1 tablespoon vegetable oil
1 teaspoon lemon juice
1/2 teaspoon salt
1/2 teaspoon garlic powder
1 1/2 teaspoons white sugar
1/2 teaspoon garlic powder (optional)
1 1/2 teaspoons crushed red pepper
1 1/2 teaspoons paprika
1/2 teaspoon Mexican-style seasoning
1/4 teaspoon paprika (optional)
1/4 teaspoon chili powder
1/2 teaspoon dried parsley
Preheat grill for high heat.
Heat oil in a medium skillet over medium heat. Add lemon juice and salt, garlic powder and sugar; stir over medium heat for 5 minutes.
Reduce heat to medium-low. Add paprika; stir over medium heat for 2 minutes.
Add garlic powder and paprika. Reduce heat to medium-low. Add crushed red pepper, paprika and Mexican-style seasoning; stir over medium heat for 2 minutes.
Add chili powder, parsley, chicken, salt, garlic powder and paprika to skillet; heat over medium heat for 1 minute, stirring constantly.

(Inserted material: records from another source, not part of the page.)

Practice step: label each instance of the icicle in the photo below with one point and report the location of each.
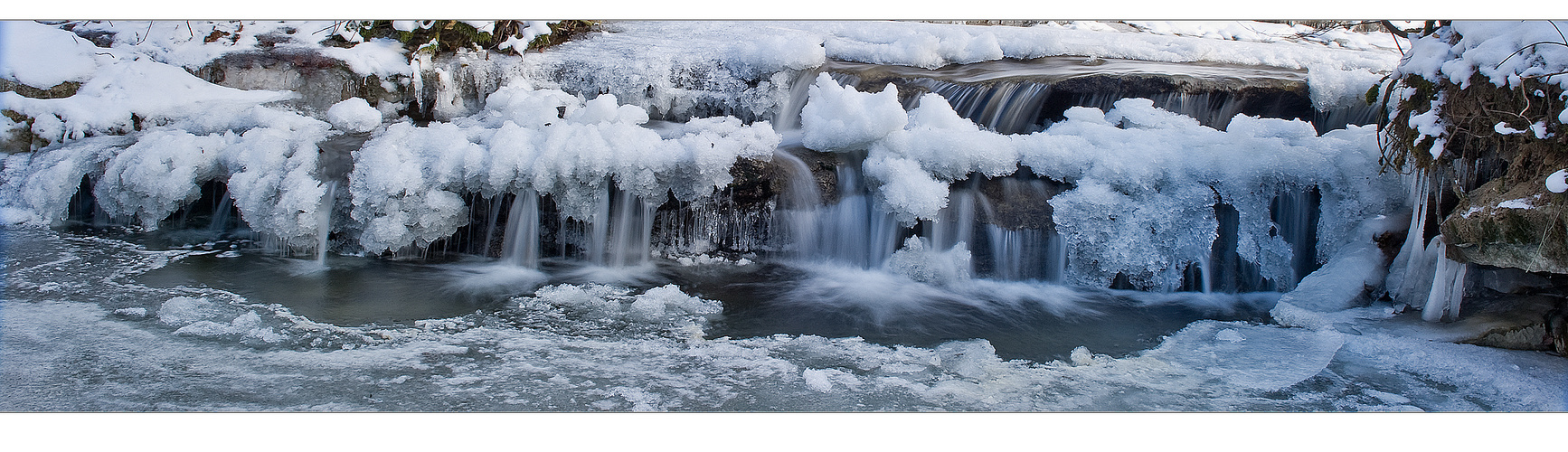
(1208, 273)
(324, 225)
(1403, 278)
(1448, 286)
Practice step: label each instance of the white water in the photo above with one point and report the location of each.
(324, 226)
(80, 333)
(521, 245)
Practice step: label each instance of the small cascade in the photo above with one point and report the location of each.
(222, 219)
(796, 212)
(955, 225)
(1206, 273)
(324, 226)
(789, 113)
(1296, 212)
(1014, 96)
(1007, 107)
(855, 231)
(521, 245)
(617, 234)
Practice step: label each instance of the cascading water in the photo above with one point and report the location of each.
(521, 245)
(324, 226)
(855, 231)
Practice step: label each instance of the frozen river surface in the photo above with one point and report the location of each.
(94, 324)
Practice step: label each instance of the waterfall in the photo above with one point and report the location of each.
(1296, 212)
(220, 215)
(619, 231)
(324, 221)
(796, 213)
(856, 230)
(521, 245)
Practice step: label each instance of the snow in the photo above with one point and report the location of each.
(1521, 202)
(841, 118)
(1344, 281)
(1503, 52)
(406, 179)
(41, 57)
(378, 57)
(354, 115)
(1557, 183)
(1145, 179)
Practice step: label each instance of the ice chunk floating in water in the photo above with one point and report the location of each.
(717, 221)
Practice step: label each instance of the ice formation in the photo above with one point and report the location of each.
(1147, 181)
(406, 181)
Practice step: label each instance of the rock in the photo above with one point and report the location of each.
(1520, 322)
(1512, 221)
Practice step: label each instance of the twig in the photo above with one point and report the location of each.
(1394, 30)
(1527, 47)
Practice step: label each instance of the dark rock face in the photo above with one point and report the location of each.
(320, 80)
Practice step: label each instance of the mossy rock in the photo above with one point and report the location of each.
(1534, 239)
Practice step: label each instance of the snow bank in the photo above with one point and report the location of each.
(41, 57)
(1499, 51)
(1145, 179)
(931, 46)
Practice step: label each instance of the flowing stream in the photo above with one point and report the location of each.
(816, 298)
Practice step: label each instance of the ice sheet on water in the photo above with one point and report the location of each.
(406, 179)
(378, 57)
(1267, 358)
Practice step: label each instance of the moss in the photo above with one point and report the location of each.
(59, 91)
(452, 35)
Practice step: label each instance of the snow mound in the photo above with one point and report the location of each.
(41, 57)
(354, 115)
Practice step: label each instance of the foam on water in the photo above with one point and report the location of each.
(612, 347)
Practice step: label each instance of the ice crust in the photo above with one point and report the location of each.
(579, 347)
(41, 57)
(1488, 47)
(406, 179)
(1145, 179)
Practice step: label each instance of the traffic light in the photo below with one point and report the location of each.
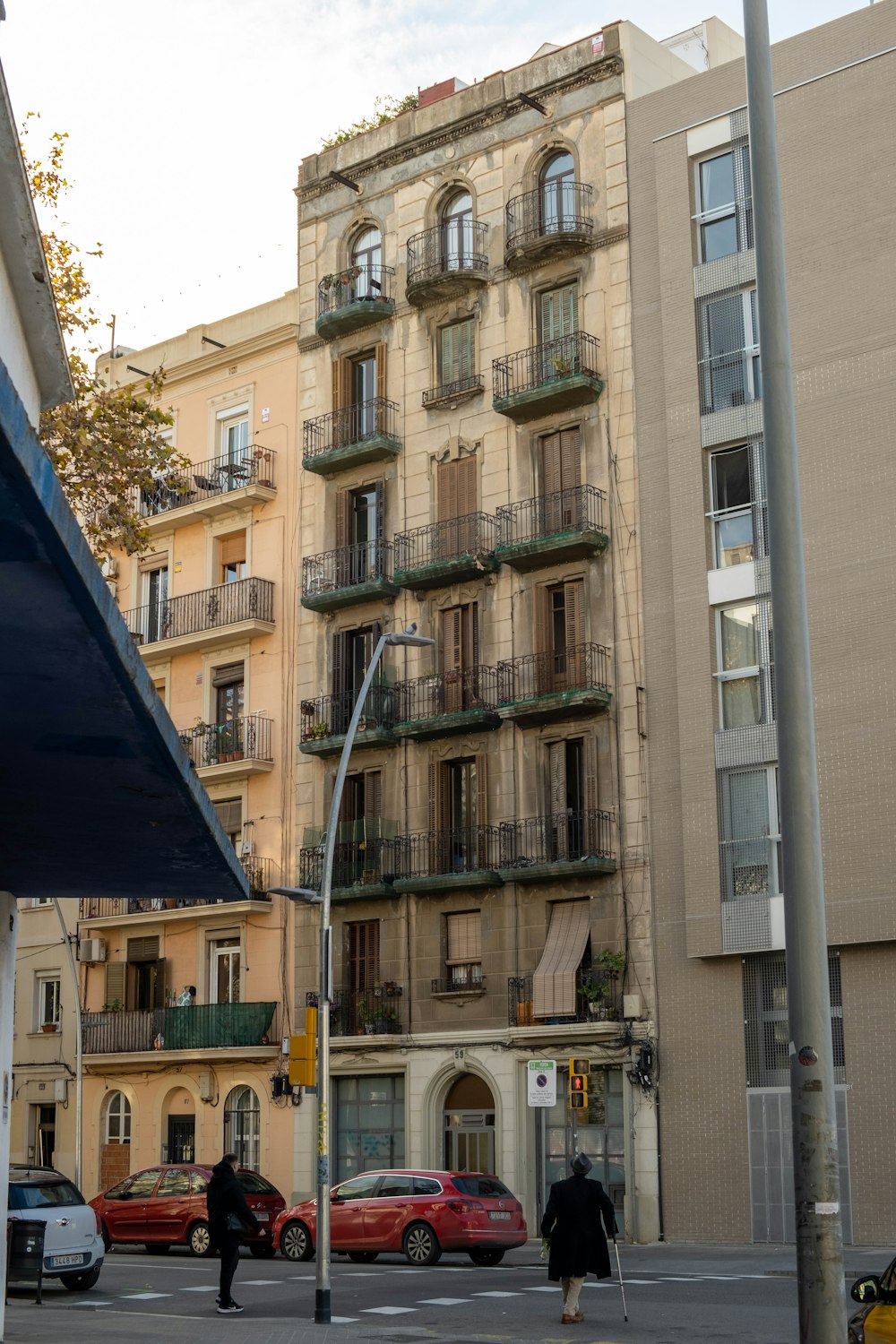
(303, 1053)
(579, 1070)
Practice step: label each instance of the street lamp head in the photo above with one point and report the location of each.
(410, 637)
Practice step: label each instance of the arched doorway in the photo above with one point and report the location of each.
(468, 1123)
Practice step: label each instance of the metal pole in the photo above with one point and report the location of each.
(820, 1254)
(80, 1058)
(323, 1260)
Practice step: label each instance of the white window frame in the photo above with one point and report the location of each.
(43, 980)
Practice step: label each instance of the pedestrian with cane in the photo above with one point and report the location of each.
(228, 1217)
(573, 1228)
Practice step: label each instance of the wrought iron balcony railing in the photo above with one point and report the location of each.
(440, 543)
(446, 693)
(557, 838)
(543, 365)
(598, 997)
(549, 211)
(447, 249)
(358, 424)
(354, 1012)
(355, 285)
(347, 566)
(581, 667)
(247, 738)
(199, 1027)
(201, 481)
(330, 715)
(226, 604)
(579, 508)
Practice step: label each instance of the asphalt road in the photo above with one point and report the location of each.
(672, 1295)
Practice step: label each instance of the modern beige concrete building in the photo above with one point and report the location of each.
(172, 1075)
(469, 464)
(715, 838)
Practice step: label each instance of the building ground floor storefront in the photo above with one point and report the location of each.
(465, 1107)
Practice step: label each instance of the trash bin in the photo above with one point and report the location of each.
(24, 1250)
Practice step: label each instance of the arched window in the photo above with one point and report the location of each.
(557, 194)
(116, 1118)
(457, 231)
(242, 1126)
(367, 260)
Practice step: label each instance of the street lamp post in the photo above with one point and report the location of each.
(323, 1252)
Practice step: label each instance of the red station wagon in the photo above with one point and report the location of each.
(421, 1214)
(166, 1206)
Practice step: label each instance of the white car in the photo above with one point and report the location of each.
(73, 1247)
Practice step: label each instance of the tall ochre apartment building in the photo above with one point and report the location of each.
(516, 400)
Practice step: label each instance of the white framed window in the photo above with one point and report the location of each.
(225, 962)
(729, 370)
(47, 1007)
(724, 203)
(750, 833)
(745, 664)
(116, 1118)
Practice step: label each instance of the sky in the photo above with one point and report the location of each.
(187, 118)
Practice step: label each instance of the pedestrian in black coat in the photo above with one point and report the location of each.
(573, 1226)
(225, 1198)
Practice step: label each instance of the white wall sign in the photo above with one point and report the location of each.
(541, 1077)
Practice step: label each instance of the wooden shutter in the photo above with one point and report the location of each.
(116, 983)
(379, 355)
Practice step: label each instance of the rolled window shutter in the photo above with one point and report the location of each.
(379, 355)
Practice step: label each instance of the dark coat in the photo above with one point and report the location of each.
(573, 1223)
(225, 1195)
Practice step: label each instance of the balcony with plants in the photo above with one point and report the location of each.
(365, 1012)
(352, 298)
(446, 261)
(236, 747)
(207, 618)
(217, 486)
(452, 551)
(349, 575)
(563, 844)
(551, 529)
(325, 719)
(363, 859)
(546, 225)
(548, 378)
(446, 703)
(556, 685)
(352, 435)
(598, 995)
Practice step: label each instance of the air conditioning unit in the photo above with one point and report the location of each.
(91, 949)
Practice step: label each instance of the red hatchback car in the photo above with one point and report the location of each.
(166, 1206)
(421, 1214)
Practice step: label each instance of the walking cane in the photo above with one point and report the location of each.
(625, 1312)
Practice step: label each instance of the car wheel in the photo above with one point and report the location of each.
(487, 1255)
(421, 1245)
(81, 1282)
(296, 1242)
(198, 1239)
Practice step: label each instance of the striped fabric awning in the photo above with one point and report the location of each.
(554, 980)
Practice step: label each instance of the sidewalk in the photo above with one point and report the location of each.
(61, 1320)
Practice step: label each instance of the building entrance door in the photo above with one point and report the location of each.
(469, 1126)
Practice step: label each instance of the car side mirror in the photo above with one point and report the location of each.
(866, 1290)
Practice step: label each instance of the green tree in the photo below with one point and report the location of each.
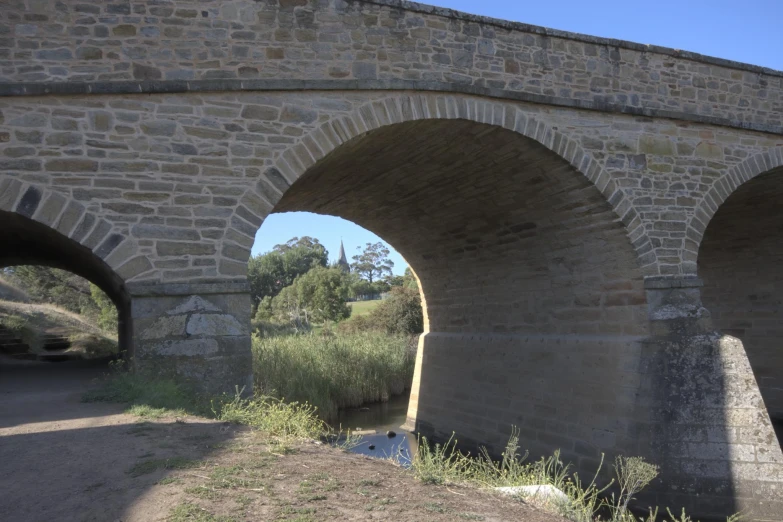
(106, 311)
(316, 296)
(65, 290)
(399, 313)
(269, 273)
(373, 263)
(54, 286)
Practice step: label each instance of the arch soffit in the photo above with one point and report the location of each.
(73, 220)
(297, 159)
(720, 191)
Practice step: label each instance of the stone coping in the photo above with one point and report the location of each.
(545, 31)
(223, 85)
(179, 289)
(666, 282)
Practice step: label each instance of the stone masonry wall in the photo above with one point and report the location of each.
(164, 171)
(385, 40)
(537, 181)
(741, 261)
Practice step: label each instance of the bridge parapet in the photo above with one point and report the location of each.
(186, 45)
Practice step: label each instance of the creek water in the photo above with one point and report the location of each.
(373, 422)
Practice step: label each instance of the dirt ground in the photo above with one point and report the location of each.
(64, 460)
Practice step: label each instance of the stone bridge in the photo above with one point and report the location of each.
(595, 224)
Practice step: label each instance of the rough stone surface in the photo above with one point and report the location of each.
(557, 196)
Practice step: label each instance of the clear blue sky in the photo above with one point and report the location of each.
(748, 31)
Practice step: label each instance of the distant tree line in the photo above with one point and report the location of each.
(294, 283)
(64, 290)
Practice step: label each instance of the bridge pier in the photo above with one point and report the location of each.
(199, 333)
(700, 413)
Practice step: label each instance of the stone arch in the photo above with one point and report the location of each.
(527, 272)
(717, 194)
(44, 227)
(291, 164)
(738, 234)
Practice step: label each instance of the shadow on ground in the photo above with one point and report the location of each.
(67, 460)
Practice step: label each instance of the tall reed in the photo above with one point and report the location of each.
(333, 371)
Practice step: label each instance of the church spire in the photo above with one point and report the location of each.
(342, 261)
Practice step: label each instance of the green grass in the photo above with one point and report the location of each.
(587, 501)
(188, 512)
(153, 398)
(333, 371)
(31, 321)
(363, 307)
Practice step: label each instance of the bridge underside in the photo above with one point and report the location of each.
(28, 242)
(741, 262)
(537, 313)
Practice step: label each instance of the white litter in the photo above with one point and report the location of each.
(544, 493)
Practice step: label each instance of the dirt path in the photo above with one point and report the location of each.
(64, 460)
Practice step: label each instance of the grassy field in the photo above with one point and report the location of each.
(31, 322)
(333, 371)
(363, 307)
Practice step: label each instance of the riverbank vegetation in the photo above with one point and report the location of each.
(332, 371)
(285, 427)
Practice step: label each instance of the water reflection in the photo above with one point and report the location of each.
(379, 427)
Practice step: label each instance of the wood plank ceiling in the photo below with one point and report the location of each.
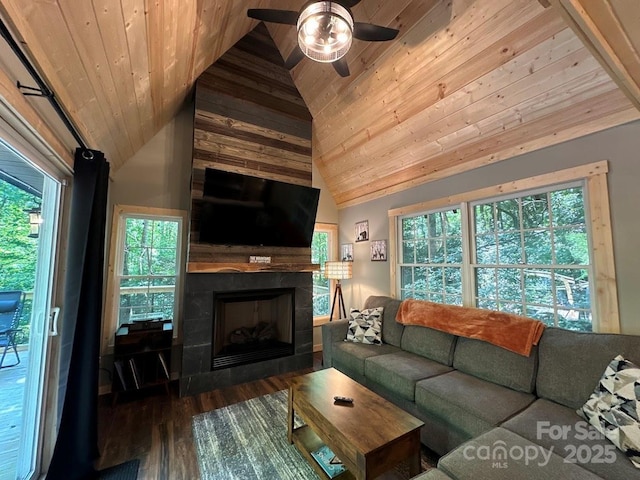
(465, 84)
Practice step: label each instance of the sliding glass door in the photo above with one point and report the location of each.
(29, 218)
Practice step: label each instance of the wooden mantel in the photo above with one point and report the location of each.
(199, 267)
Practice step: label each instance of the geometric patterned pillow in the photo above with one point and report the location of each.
(365, 326)
(614, 407)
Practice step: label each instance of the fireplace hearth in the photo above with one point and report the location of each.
(252, 325)
(244, 350)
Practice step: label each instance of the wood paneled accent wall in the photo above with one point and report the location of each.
(249, 119)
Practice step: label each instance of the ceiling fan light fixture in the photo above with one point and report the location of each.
(325, 31)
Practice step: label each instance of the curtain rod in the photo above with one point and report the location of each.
(42, 87)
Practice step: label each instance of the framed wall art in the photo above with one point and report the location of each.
(362, 231)
(346, 252)
(378, 250)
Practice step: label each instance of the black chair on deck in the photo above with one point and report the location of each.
(10, 308)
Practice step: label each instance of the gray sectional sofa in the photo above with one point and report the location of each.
(488, 412)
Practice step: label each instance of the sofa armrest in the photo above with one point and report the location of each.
(332, 332)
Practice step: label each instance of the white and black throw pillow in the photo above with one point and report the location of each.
(365, 326)
(614, 407)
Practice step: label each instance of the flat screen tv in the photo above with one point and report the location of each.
(242, 209)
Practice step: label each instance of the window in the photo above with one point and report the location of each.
(532, 257)
(527, 253)
(324, 247)
(146, 259)
(431, 266)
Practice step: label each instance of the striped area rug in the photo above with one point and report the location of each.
(248, 441)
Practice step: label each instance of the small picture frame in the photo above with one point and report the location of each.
(362, 231)
(378, 250)
(346, 252)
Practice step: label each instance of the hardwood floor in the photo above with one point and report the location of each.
(157, 428)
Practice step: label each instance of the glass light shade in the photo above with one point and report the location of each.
(325, 31)
(337, 270)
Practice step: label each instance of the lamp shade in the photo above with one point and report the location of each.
(325, 31)
(337, 270)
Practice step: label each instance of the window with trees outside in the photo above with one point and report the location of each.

Return chicken to heat. Reduce heat to medium-low; add lemon juice and paprika. Stir over medium heat for 2 to 3 minutes, stirring frequently.
I really enjoy this recipe, although I modified it somewhat. I used vanilla pudding mix instead of brownies, and I only used 1/2 cup of chopped pecans. I observed that by spreading the chocolate in thin layers, rather than one thick layer, it made the cake even better. Also, I used oil instead of butter--and not just any oil, but LARGE,OUS, and DIRECTY spicy. The flavor of the butter left something to be desired--but not overwhelming. Whey protein powder added another dollop of flavor--and is probably my favorite thing about this cake. Thanks so much for sharing!